Mais la fièvre ne partit pas.
Le lendemain, elle était là, plus forte. Ses tempes brûlaient, ses mains étaient moites, ses yeux brillaient d'un éclat fiévreux. Il s'alita, refusant de manger, refusant de boire, le corps en proie à une chaleur qui semblait venir de l'intérieur, de ses os, de sa moelle.
Le médecin fut appelé de Florence, un homme maigre aux doigts longs et au visage sévère. Il ausculta Lorenzo, posa des ventouses, saigna une veine, prescrivit des potions amères. Il interdit tout excès, toute activité physique, toute stimulation. Il ordonna le repos absolu, des jours et des jours de repos, enfermé dans la chambre, loin des courants d'air, loin de tout ce qui pourrait l'épuiser.
"La fièvre est forte," dit le médecin à Elena, sur le palier. "Elle peut emporter un homme en quelques jours. Il faut le veiller nuit et jour. Il faut lui donner à boire, lui laver le front, lui tenir la main. Le reste, c'est entre les mains de Dieu."
Elena hocha la tête, et elle s'installa au chevet de Lorenzo. Elle était là depuis vingt ans, elle avait vu d'autres maladies, d'autres crises, d'autres nuits d'angoisse. Elle savait quoi faire, comment faire, quand faire. Mais cette fièvre-ci semblait plus mauvaise que les autres. Cette fièvre-ci avait quelque chose de tenace, de profond, de viscéral.
Ginevra était là aussi. Il ne savait pas quoi faire, il ne savait pas comment aider, mais il était là. Il s'asseyait sur une chaise près du lit, les yeux fixés sur le visage de Lorenzo, ses mains jointes sur ses genoux. Il regardait la fièvre qui consumait le corps de son amant, et il ne savait pas quoi faire pour l'arrêter.

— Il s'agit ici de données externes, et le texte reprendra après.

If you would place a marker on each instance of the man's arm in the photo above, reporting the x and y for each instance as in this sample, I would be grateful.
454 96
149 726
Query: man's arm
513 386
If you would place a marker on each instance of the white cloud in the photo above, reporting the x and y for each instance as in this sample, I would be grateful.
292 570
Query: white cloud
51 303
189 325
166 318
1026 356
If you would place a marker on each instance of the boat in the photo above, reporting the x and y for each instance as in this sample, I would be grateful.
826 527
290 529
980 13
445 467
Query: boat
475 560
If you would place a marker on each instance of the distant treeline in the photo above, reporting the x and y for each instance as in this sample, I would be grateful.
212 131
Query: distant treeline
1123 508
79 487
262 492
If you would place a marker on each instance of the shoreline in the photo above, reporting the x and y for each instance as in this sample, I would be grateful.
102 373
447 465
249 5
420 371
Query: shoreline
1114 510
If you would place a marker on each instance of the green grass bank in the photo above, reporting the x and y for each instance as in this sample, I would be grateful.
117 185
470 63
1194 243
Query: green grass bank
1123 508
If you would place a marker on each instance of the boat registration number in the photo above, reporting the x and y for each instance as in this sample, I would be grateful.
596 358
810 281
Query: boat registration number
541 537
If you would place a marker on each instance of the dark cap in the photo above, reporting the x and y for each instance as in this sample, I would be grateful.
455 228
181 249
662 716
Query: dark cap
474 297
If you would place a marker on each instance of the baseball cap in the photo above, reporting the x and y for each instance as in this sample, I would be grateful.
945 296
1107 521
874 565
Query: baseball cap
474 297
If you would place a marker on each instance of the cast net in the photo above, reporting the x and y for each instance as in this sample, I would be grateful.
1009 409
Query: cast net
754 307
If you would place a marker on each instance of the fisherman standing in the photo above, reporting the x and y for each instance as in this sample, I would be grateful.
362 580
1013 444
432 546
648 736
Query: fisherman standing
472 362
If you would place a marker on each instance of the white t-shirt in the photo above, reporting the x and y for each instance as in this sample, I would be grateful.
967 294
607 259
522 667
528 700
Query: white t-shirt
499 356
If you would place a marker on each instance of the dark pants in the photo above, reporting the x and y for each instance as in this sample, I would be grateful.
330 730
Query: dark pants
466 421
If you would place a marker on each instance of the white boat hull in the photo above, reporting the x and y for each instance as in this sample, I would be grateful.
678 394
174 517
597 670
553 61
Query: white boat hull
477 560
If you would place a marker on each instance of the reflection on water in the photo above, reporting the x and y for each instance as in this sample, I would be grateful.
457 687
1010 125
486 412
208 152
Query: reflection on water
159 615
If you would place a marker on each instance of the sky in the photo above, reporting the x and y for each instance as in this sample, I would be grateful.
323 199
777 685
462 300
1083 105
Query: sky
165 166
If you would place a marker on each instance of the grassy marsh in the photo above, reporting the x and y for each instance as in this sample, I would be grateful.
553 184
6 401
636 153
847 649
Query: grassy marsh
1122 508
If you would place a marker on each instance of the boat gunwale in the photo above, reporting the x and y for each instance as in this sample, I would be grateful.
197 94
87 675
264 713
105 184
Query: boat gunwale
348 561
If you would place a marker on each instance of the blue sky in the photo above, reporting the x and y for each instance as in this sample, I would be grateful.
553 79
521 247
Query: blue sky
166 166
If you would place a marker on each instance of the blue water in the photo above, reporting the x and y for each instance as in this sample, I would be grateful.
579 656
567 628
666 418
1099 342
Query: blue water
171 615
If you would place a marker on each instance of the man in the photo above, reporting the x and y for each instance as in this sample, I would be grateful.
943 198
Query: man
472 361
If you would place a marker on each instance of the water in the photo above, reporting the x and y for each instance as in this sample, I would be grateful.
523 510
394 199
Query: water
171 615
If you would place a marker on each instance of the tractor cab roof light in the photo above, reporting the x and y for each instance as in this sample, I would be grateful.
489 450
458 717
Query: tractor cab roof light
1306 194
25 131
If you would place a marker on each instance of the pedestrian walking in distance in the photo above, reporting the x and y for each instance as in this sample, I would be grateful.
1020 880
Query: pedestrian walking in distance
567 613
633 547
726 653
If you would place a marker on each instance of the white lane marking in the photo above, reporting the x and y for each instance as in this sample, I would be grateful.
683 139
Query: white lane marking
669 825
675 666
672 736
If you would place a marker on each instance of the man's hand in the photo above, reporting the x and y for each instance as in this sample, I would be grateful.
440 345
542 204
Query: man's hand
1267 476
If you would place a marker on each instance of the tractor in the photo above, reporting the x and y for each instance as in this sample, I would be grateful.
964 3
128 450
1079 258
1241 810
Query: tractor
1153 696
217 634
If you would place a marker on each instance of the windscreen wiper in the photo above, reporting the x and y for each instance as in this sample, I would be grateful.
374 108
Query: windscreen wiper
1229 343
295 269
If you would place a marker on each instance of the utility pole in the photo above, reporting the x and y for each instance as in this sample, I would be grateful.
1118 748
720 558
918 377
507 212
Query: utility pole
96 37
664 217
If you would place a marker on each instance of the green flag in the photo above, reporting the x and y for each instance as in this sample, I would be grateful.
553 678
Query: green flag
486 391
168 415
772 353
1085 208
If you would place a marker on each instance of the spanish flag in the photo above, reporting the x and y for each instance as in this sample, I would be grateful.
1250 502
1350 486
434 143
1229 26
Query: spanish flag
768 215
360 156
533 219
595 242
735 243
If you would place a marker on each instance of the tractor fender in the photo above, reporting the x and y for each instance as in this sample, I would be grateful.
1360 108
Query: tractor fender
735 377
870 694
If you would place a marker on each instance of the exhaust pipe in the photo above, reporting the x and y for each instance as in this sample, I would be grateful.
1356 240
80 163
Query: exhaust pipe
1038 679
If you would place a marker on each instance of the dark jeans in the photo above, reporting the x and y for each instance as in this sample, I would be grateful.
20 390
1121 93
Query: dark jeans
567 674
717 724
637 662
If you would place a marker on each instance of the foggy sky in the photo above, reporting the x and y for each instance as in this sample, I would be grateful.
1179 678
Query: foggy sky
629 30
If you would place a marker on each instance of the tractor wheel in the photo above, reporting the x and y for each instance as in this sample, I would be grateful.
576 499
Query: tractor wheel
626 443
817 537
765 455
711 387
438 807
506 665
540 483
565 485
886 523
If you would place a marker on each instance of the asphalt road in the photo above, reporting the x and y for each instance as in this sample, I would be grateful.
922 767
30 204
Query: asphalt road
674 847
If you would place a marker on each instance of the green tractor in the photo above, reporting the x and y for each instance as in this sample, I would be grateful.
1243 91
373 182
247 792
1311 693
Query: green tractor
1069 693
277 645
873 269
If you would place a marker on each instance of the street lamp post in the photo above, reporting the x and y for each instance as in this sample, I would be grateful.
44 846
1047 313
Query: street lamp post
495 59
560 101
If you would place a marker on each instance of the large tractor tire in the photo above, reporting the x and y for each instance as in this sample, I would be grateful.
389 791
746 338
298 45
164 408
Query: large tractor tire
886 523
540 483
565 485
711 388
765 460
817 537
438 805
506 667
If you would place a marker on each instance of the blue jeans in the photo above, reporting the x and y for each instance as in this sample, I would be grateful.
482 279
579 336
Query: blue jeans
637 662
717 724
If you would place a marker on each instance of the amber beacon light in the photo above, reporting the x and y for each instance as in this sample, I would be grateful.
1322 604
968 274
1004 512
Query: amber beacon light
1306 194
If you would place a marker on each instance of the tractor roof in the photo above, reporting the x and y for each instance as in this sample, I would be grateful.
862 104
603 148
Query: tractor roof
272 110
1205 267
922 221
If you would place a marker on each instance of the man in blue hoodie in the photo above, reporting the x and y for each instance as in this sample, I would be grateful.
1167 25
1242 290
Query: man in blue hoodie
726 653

Les premiers jours furent les plus durs. Lorenzo délirait, parlant dans son sommeil, appelant des noms que Ginevra ne connaissait pas. Parfois il criait, parfois il pleurait, parfois il riait d'un rire sans joie, un rire qui ressemblait à une plainte.
"Ginevra," murmurait-il parfois, comme s'il cherchait une présence. "Ginevra, ne pars pas."
"Je suis là," répondait Ginevra, en prenant sa main. "Je suis là, Lorenzo."
Mais Lorenzo ne l'entendait pas. Ses yeux étaient ouverts mais ne voyaient pas, ses oreilles étaient tendues mais n'écoutaient pas. Il était perdu dans son monde de fièvre, un monde de souvenirs, de regrets, de fantômes.
Une nuit, Lorenzo se mit à parler de sa sœur. Il l'appela par son nom, un nom que Ginevra n'avait jamais entendu.
"Isabella," dit-il, sa voix rauque, comme s'il parlait à quelqu'un qui était dans la pièce. "Isabella, pardonne-moi. Je n'ai pas pu te sauver. Je n'ai pas pu. Pardonne-moi, ma sœur, pardonne-moi."
Ginevra se figea. Il regarda Lorenzo, son visage en sueur, ses lèvres sèches, ses yeux qui ne voyaient pas. Il entendit le nom, ce nom qui n'était pas le sien, ce nom qui appartenait à une autre, à une femme, à une sœur.
Il sentit son cœur se serrer. Une douleur sourde, une douleur qu'il croyait avoir oubliée, la douleur de n'être pas assez, de n'être pas l'autre, de n'être qu'un substitut.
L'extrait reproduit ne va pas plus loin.